Named after prominent Chicago collectors E.B. and Maureen Smith, the museum held over 150 individual pieces displayed in four galleries: Victorian, Prairie, Modern, and Contemporary. The majority of the works originally came from Chicago-area buildings, and a number of prominent artists are represented, including John LaFarge, Adolfas Valeška, and Ed Paschke. The collection contained religious themes, secular work, and some more unusual items, including a stained glass portrait of basketball player Michael Jordan, a window created from glass soda bottles, and Marie Herndl's "Queen of the Elves" (also called "The Fairy Queen").

The adjacent Richard H. Driehaus Gallery of Stained Glass Windows opened in 2001 and closed in September 2017. It was devoted to ecclesiastical and secular windows by Louis Comfort Tiffany and interrelated businesses between 1890 and 1930. The windows were from the extensive Tiffany collection of Chicago businessman Richard H. Driehaus.

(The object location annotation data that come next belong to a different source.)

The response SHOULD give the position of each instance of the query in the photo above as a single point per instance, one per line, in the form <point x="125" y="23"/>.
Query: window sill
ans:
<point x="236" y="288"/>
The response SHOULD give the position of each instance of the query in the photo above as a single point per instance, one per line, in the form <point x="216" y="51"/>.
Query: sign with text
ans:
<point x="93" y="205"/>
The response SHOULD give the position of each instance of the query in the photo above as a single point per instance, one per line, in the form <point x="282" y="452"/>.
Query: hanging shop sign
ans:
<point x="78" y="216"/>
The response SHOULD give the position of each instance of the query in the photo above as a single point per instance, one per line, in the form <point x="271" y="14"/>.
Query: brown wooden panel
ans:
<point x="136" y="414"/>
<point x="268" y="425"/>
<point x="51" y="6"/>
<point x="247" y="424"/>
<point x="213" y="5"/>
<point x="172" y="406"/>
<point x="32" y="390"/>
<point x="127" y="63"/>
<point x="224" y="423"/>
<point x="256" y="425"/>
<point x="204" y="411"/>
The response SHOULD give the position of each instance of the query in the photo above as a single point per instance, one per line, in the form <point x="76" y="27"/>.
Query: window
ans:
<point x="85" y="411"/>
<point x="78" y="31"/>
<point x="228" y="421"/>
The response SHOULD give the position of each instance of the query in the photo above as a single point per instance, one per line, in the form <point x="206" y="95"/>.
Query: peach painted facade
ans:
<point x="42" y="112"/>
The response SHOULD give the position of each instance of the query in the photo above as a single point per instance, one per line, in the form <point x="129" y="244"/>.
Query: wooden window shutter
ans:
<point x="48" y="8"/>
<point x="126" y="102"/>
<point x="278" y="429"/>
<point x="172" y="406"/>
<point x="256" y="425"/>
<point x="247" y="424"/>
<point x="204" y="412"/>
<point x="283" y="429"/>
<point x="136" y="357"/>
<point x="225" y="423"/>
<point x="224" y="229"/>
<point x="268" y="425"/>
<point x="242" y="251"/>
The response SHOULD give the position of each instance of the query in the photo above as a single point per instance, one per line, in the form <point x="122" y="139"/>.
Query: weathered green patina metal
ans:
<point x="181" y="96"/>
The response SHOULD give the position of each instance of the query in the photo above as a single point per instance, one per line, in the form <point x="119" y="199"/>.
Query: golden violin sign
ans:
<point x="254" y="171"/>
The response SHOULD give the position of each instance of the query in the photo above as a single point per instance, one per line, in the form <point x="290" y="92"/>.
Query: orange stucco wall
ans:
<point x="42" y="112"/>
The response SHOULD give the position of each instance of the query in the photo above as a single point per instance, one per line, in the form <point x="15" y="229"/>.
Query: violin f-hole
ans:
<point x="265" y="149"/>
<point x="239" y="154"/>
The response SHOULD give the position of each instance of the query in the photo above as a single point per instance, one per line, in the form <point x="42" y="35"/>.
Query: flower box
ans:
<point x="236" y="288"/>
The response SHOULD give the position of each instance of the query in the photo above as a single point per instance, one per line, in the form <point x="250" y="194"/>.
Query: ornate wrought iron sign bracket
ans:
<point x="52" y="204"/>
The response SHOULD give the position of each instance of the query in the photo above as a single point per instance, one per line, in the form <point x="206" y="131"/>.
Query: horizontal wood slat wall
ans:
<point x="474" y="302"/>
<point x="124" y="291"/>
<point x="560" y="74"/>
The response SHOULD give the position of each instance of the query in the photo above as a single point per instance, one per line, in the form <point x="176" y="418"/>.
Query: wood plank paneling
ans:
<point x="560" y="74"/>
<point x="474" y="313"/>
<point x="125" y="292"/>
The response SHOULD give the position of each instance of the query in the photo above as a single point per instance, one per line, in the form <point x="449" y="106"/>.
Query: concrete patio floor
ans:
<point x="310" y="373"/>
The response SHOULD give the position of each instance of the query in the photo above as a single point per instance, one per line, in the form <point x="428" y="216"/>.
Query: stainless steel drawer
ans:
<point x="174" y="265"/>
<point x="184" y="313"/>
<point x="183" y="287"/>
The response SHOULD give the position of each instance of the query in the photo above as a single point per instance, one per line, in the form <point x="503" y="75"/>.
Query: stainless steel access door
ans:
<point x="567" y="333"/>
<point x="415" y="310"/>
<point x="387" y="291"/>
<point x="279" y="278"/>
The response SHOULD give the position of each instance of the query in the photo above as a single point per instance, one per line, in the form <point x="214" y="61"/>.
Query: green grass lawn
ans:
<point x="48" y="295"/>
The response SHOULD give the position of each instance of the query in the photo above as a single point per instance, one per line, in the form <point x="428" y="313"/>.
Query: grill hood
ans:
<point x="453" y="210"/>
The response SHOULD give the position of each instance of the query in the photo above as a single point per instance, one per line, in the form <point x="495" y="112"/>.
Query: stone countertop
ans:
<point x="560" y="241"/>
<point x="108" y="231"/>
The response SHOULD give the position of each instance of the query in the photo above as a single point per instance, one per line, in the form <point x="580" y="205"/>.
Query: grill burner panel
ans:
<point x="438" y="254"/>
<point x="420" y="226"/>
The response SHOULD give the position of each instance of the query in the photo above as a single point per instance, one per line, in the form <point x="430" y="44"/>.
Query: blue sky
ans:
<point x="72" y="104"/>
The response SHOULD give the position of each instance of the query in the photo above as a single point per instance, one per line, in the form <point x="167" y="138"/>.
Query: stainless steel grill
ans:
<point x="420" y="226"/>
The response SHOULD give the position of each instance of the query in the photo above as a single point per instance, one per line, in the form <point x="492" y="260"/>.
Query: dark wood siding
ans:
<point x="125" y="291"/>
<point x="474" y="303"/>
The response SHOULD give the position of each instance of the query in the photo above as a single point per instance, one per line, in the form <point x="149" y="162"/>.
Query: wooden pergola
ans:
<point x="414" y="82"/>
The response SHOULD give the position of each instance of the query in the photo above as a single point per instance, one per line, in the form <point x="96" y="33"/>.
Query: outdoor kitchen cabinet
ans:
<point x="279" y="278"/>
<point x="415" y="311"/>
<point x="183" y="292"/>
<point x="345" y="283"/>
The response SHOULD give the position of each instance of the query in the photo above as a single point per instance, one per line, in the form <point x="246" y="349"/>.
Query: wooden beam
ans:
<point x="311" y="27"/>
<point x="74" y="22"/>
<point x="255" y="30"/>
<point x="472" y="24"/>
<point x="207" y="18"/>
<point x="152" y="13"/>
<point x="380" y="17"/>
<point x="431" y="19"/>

There were 11 Tiffany windows on display in the Driehaus Gallery, along with a Tiffany Studios fire screen.

The museum was located along a strip of shops, theatres, and restaurants, and admission was free. Most of the windows in the museum were illuminated with artificial light to highlight the colors and intricate details. Since each piece was protected by a layer of bulletproof glass, patrons were encouraged to come close to the works and even bring food into the galleries. Curator Rolf Achilles said, "It’s one of the very few museums in the world you can stroll through eating an ice cream cone right in front of the art. We don’t keep people away". In December 2013, less than a year before its closure, the museum installed 22 stained glass windows in the Chicago Pedway in collaboration with Macy's; these remain on display.